Thanks for airing the story, Jack. Not many of us read the DJC regularly.

They really thought they could keep this under the radar, over the summer, until it was too late to turn back. I'm happy to have played my part in preventing that.

People in handcuffs -- behind bars -- awaiting court appearances -- but it's "not a jail." Uh huh.

Maybe it's like Otis on Mayberry RFD and they can come and go if they want.

Hmmm.... the way kiddie hall is on a roll, we should rename this to the City of Thorns....

And crow.... you do know that JackBog is an attorney and your babble about misrepresentation is getting to that line of libel and slander.... though given where you posted from, your integrity is already highly dubious... I hope mommy and daddy, I mean your employers, take the belt to your bottom (dish out some HR discipline) for your stupidity

I know of several rather well connected folks who were planning on moving into the new old folks home down there, Bella something-or-other...and I have forwarded all of these posts on to them. They were most! interested that their potential new neighbors would not be 'cafes and shoppes' but an enormous new ICE center, with prisoners!

Nice work Jack.

Kudos for bringing this to people's attention. Bojack's story may not have been the first but this is the blog of record when you want to read about underhanded shenanigans by the city and the powers that be in the Portland metro.

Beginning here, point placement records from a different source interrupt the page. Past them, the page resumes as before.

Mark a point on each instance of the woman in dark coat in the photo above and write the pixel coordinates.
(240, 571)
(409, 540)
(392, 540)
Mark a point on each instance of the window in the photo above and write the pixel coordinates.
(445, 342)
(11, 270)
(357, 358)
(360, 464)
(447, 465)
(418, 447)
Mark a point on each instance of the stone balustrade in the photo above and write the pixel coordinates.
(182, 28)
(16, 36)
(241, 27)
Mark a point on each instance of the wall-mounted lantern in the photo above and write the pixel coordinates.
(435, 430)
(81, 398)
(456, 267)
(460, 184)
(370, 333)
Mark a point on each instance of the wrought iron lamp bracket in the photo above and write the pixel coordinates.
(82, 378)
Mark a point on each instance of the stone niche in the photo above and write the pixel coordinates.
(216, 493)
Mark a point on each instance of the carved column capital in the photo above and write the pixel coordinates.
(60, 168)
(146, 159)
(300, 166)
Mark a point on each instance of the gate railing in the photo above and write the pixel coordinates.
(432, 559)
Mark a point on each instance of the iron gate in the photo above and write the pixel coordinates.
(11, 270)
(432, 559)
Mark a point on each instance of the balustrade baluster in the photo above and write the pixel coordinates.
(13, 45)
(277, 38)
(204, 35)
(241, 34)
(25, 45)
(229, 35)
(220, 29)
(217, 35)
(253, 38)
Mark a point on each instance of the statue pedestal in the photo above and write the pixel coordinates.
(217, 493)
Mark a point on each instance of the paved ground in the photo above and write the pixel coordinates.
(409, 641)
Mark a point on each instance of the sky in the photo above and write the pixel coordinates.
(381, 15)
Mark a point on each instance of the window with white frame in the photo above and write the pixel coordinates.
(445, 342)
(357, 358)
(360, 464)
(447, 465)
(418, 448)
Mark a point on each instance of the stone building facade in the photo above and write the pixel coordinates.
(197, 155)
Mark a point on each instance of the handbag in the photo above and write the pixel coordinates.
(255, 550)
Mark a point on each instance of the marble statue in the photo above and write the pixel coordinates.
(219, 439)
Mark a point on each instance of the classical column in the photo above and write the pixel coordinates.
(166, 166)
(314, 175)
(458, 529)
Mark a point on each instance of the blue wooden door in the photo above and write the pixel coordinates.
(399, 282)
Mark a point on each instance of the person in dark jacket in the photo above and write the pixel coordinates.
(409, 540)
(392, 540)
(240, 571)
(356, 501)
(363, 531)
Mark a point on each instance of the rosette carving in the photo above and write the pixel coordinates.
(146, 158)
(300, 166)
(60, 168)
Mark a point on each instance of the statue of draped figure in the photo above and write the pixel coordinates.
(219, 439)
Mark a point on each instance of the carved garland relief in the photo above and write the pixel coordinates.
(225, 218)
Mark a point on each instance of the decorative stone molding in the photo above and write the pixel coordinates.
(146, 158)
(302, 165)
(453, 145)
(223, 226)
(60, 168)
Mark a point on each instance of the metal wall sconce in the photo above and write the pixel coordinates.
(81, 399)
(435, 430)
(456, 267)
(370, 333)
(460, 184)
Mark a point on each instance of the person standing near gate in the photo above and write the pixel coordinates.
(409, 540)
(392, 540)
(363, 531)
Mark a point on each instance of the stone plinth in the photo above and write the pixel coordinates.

This story has legs... as it should. KGW did a good follow up.

Man would I be upset if I bought a condo down there.

Keep digging Jack.

Portland native, its the Marabella. I know of several dowagers planning on moving in, now they are upset and thinking otherwise. They'll get their money back, they have good attorneys.

Things are heating up and Portland's Planning is showing it's true colors. Crow is one of the bosses at GBD-Gordon, Beard, Grimes.

The Oregonian tried to find out the number of people who will be "guests" at the facility and it's so classic...Nobody wants to talk about it! I bet they know where the budget money's ending up down to the nearest 10 grand, but as to the actual people involved? Sorry. That's too much of a mystery.

I will say when I went to try and keep an Iranian waiter from getting deported, the place in the NW was jamming. People - friends of the various "guests" - were literally sitting on the floors.

As I imagine you'll get at the next council hearing on this. But let's be fair to our local area leaders. They are feeling a little shy right now. You would be too if you just got beat up around the world by a 7-year-old girl selling lemonade.

I'm thinking the new Portland buzz term isn't "sustainable living" - it's "tone deaf."

Maybe now they can a get a decent deli to locate there: Federal prison guards eat alot of sandwiches. Better yet, if it's halal we can serve the recently arrived terror suspects too.